The Trilogy: 55/3600/7
In these three pieces, Mriziga confronts these concepts among others, challenging audiences to reconsider the mind/body/spirit hierarchy and work to accept new ways in which we can communicate and apply knowledge. In 55, the first installment in the trilogy, he constructs a two-dimensional space using chalk and tape; the measurements for this space are both defined and given by the body and its movement. In this work, he both defines the physical with respect to what it can create and defines the creation in terms of the physical; the body constructs the space, so the space is constructed for that body. In 3600, he broadens both the conceptual and physical scope of his work; the construction in this piece yields a three-dimensional product.
7, the piece featured at the Wex this season, is simultaneously the most complex and the most accessible. It adds both time and imagination to the other three dimensions, inviting and requiring the audience’s direct engagement. Mriziga noted that the space constructed in 7 will be shaped by the space already occupied by the audience. Influenced by the seven wonders of the ancient world, he says that participants in the piece will hold those monuments in their imaginations while not actually seeing them represented on stage. In this way, the space created is one that will take shape collectively.

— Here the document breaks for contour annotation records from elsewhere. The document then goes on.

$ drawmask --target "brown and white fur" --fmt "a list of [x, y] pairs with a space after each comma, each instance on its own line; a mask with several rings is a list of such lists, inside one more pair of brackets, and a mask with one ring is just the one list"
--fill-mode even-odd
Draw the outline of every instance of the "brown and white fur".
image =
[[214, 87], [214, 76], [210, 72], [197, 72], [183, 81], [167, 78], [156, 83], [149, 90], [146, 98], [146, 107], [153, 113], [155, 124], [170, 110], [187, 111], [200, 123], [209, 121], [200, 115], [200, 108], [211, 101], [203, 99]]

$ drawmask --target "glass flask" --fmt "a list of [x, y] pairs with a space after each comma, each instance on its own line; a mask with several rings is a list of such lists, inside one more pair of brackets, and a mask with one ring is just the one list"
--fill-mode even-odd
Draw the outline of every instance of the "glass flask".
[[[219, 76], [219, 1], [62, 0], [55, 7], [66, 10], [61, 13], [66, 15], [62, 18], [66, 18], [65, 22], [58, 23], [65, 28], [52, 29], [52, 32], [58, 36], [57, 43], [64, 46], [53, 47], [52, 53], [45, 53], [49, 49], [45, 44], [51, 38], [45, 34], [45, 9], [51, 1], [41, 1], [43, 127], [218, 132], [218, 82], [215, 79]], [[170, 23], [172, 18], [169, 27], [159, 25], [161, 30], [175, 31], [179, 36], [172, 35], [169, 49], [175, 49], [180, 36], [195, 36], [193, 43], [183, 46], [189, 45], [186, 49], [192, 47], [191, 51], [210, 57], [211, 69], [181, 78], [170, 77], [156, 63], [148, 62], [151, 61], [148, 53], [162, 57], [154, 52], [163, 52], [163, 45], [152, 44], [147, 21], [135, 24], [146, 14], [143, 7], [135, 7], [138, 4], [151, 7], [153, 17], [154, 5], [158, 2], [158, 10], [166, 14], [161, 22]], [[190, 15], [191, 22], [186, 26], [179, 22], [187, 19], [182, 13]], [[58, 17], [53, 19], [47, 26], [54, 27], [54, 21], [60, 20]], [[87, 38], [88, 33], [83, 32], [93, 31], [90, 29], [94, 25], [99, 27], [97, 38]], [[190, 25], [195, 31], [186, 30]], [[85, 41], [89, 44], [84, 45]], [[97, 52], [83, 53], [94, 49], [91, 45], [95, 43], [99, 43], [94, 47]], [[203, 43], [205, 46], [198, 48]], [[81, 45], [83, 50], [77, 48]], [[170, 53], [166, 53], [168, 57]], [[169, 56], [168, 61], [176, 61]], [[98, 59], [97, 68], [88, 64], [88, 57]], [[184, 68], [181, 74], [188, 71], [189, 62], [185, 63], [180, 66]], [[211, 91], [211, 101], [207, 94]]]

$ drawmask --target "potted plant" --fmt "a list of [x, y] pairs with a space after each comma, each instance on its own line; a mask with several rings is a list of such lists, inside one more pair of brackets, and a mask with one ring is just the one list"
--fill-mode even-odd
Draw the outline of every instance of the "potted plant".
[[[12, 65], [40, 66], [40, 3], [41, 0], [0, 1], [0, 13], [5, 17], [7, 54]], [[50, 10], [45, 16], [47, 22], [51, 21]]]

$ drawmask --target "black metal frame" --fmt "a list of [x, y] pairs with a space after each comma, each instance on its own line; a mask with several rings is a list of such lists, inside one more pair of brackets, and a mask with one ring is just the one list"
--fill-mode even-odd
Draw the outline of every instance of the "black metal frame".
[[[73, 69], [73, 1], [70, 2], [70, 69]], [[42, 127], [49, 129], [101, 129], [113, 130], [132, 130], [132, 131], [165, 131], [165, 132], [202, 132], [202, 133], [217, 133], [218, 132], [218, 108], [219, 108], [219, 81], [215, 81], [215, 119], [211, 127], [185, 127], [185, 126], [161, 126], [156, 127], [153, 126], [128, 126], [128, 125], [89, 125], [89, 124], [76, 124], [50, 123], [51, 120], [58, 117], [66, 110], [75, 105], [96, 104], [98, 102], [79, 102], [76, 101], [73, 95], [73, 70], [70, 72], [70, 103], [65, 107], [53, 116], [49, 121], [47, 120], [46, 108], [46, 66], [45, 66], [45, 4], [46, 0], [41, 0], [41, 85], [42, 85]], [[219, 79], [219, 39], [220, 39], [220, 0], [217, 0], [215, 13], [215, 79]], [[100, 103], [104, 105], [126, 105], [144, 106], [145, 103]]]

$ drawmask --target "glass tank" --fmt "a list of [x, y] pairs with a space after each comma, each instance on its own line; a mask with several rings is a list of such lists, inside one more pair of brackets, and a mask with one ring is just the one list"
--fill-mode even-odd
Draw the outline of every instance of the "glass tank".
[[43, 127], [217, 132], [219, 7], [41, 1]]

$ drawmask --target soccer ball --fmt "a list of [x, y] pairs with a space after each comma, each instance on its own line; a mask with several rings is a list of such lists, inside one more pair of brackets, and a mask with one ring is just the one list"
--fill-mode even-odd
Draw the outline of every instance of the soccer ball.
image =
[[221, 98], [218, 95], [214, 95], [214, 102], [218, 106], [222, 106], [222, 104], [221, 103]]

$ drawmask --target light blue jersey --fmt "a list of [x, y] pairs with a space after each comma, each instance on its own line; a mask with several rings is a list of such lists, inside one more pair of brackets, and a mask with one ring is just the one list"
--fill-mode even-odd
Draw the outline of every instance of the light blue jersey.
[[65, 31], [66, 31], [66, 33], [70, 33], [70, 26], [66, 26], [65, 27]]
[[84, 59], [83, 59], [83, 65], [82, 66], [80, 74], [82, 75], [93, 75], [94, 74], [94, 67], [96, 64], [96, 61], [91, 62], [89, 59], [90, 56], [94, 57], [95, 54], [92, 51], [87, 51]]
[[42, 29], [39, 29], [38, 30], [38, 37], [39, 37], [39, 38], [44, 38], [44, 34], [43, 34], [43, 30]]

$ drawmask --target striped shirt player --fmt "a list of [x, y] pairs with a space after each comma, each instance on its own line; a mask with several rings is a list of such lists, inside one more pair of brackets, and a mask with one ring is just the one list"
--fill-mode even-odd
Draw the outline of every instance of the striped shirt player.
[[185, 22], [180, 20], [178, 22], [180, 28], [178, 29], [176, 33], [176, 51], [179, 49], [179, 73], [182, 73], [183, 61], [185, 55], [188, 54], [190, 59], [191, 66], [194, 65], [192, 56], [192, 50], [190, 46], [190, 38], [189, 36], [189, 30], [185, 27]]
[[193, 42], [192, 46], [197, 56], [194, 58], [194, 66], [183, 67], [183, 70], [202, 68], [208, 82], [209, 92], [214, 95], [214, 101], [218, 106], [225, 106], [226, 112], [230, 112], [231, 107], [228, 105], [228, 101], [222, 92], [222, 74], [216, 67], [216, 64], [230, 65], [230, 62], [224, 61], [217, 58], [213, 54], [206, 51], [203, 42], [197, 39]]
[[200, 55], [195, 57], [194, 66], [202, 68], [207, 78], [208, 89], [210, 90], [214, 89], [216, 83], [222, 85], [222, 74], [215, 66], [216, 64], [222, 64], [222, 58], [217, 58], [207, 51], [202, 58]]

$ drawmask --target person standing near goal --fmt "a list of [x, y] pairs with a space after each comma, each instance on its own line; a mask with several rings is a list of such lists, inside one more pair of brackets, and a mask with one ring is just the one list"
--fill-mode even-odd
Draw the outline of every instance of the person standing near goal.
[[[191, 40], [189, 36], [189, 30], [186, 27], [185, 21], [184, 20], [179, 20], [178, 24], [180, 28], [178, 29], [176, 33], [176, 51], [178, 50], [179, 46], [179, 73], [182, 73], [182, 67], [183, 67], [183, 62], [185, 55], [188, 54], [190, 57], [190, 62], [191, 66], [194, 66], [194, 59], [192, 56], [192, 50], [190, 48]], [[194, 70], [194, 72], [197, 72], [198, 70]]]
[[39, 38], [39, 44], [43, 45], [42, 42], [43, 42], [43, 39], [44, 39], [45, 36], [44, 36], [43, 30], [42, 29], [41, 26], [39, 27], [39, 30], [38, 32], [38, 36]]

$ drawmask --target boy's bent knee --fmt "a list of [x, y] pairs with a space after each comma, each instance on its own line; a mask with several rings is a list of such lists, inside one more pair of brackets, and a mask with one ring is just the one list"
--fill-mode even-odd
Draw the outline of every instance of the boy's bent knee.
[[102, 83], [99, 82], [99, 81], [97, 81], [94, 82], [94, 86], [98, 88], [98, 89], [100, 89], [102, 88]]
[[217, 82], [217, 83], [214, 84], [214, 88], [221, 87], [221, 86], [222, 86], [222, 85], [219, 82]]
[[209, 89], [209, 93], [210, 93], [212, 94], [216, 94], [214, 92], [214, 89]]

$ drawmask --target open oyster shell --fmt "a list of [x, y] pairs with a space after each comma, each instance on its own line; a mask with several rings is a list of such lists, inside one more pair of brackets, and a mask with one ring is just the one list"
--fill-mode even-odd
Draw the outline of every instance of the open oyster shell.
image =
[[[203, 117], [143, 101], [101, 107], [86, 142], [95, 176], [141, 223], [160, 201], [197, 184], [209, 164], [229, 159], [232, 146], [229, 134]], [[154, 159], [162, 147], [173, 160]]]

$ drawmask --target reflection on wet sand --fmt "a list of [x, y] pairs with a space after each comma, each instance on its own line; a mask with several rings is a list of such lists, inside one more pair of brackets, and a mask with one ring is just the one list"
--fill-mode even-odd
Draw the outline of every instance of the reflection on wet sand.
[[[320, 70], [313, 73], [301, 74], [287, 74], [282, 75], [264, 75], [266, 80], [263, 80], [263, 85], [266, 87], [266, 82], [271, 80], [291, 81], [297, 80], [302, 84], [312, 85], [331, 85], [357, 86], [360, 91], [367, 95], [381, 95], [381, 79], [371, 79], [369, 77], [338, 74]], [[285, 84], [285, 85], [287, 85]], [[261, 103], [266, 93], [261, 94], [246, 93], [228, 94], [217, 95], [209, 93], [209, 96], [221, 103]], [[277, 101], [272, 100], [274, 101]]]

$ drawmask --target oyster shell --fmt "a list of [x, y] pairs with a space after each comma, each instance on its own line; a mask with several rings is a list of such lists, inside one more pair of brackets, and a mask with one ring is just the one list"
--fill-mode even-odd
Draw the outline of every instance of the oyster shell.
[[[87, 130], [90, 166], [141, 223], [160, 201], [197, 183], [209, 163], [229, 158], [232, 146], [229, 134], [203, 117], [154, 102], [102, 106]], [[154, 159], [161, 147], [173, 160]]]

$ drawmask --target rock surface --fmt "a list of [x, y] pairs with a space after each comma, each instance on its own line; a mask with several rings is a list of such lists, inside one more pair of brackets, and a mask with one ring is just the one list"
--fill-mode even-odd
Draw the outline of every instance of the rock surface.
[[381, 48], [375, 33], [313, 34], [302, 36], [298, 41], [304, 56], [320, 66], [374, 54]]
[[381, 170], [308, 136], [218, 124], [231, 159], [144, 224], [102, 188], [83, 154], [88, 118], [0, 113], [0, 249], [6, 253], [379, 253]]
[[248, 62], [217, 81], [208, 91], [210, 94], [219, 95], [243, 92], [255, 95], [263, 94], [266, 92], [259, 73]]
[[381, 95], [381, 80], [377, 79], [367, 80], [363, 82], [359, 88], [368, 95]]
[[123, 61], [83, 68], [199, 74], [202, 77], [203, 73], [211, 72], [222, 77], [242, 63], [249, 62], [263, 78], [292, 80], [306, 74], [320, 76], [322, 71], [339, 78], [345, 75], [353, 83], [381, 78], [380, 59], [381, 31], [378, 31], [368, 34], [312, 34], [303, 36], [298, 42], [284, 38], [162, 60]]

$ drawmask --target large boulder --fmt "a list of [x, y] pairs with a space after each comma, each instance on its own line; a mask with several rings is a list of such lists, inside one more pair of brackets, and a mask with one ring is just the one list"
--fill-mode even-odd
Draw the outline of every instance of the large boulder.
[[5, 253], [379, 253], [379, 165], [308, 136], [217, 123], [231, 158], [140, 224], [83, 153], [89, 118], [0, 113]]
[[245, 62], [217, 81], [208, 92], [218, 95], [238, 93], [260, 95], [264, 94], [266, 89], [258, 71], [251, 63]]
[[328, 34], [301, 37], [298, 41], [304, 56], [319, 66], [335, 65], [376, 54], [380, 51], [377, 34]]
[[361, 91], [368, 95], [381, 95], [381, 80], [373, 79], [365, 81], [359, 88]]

We shouldn’t expect a spectacle: we’ll be participating in the creation of a multi-dimensional space simply by our presence. The audience is not a passive, amorphous aside in 7; it is an active part of the piece. To enhance our understanding of it as much as possible, Mriziga encourages us to approach the construction process from different perspectives in real time; building and creation require activity and engagement.
Plans for the Future
The first piece in a new trilogy Mriziga recently premiered in Tunis is perhaps disconnected to this in its material subject matter; however, the works are conceptually linked. In his new project, he plans to challenge the creation of the “western” canon by exploring the “epistemologies and mythologies of the Tamazigh, the indigenous population of Northern Africa.” Though their culture influenced other, more recognized societies in the ancient Mediterranean significantly, these people have been largely ignored by scholars of the region. He explores and criticizes the reasons for this neglect in his new work, again challenging the construct of knowledge in “the west” and presenting a more thorough history of a complex and influential culture with a different way of communicating information.
This selection is part of Writing about the Performing Arts at Ohio State, an interdisciplinary student-led project supported by the Ronald and Deborah Ratner Distinguished Teaching Award. Students from departments across the university composed responses to the center’s 2019–20 Performing Arts season under the direction of award recipient and Department of Dance Professor Karen Eliot and Manager of Public University Programs Alana Ryder with support from Performing Arts Director Lane Czaplinski.
Images courtesy of the artist.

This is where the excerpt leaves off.